The filtering model also includes the ability to either completely take over the processing of the registry operation (bypassing the configuration manager and preventing it from handling the request) or redirect the operation to a different operation (such as Wow64’s registry redirection). Additionally, it is also possible to modify the output parameters as well as the return value of a registry operation.
Finally, drivers can assign and tag per-key or per-operation driver-defined information for their own purposes. A driver can create and assign this context data during a create or open operation, which the configuration manager will remember and return during each subsequent operation on the key.
The configuration manager makes a few noteworthy performance optimizations. First, virtually every registry key has a security descriptor that protects access to the key. Storing a unique security-descriptor copy for every key in a hive would be highly inefficient, however, because the same security settings often apply to entire subtrees of the registry. When the system applies security to a key, the configuration manager checks a pool of the unique security descriptors used within the same hive as the key to which new security is being applied, and it shares any existing descriptor for the key, ensuring that there is at most one copy of every unique security descriptor in a hive.
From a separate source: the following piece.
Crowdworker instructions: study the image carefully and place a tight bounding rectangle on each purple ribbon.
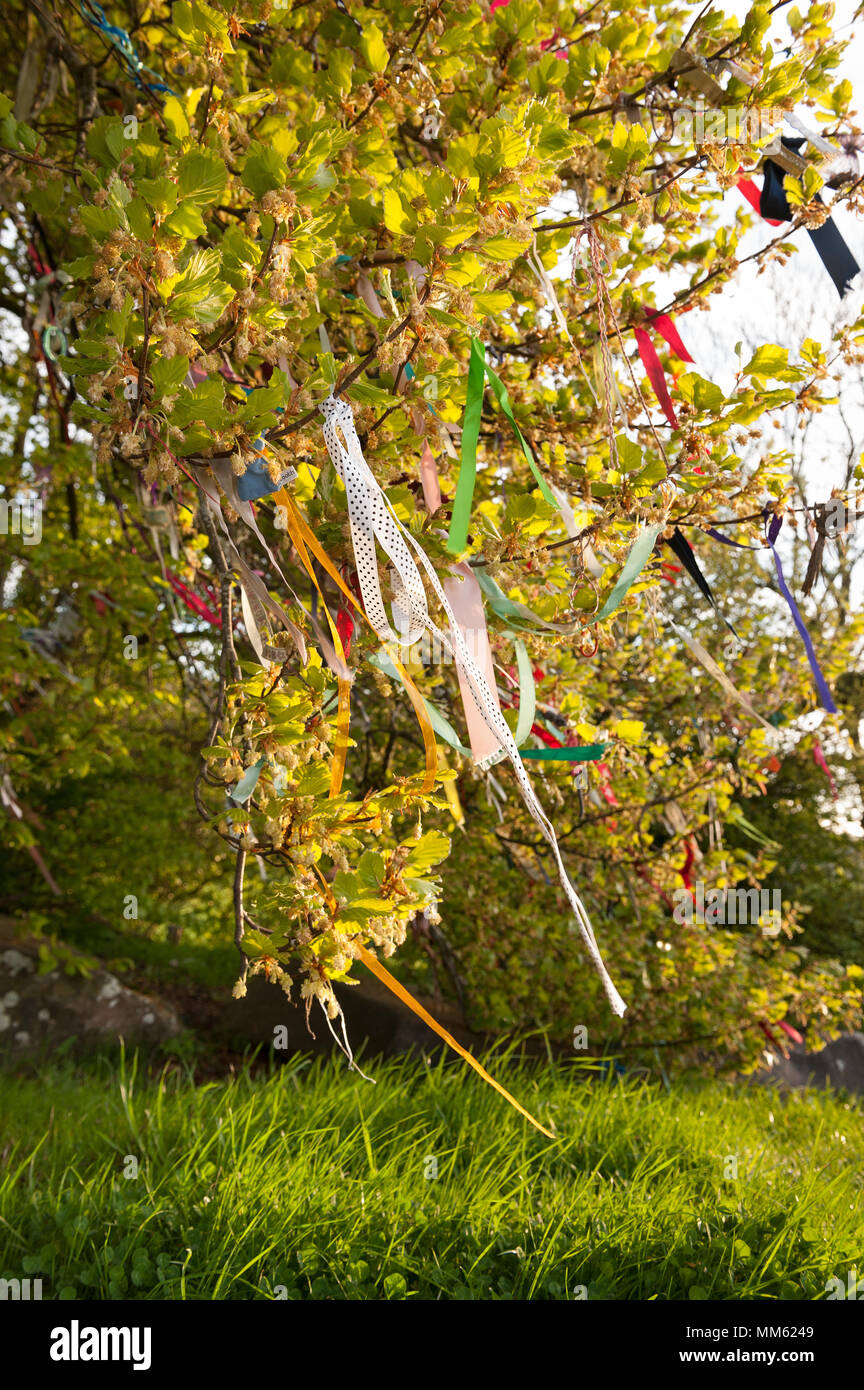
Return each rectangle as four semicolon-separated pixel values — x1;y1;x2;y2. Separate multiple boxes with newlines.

The configuration manager also optimizes the way it stores key and value names in a hive. Although the registry is fully Unicode-capable and specifies all names using the Unicode convention, if a name contains only ASCII characters, the configuration manager stores the name in ASCII form in the hive. When the configuration manager reads the name (such as when performing name lookups), it converts the name into Unicode form in memory. Storing the name in ASCII form can significantly reduce the size of a hive.
To minimize memory usage, key control blocks don’t store full key registry path names. Instead, they reference only a key’s name. For example, a key control block that refers to \Registry\System\Control would refer to the name Control rather than to the full path. A further memory optimization is that the configuration manager uses key name control blocks to store key names, and all key control blocks for keys with the same name share the same key name control block. To optimize performance, the configuration manager stores the key control block names in a hash table for quick lookups.
To provide fast access to key control blocks, the configuration manager stores frequently accessed key control blocks in the cache table, which is configured as a hash table. When the configuration manager needs to look up a key control block, it first checks the cache table. Finally, the configuration manager has another cache, the delayed close table, that stores key control blocks that applications close so that an application can quickly reopen a key it has recently closed. To optimize lookups, these cache tables are stored for each hive. The configuration manager removes the oldest key control blocks from the delayed close table as it adds the most recently closed blocks to the table.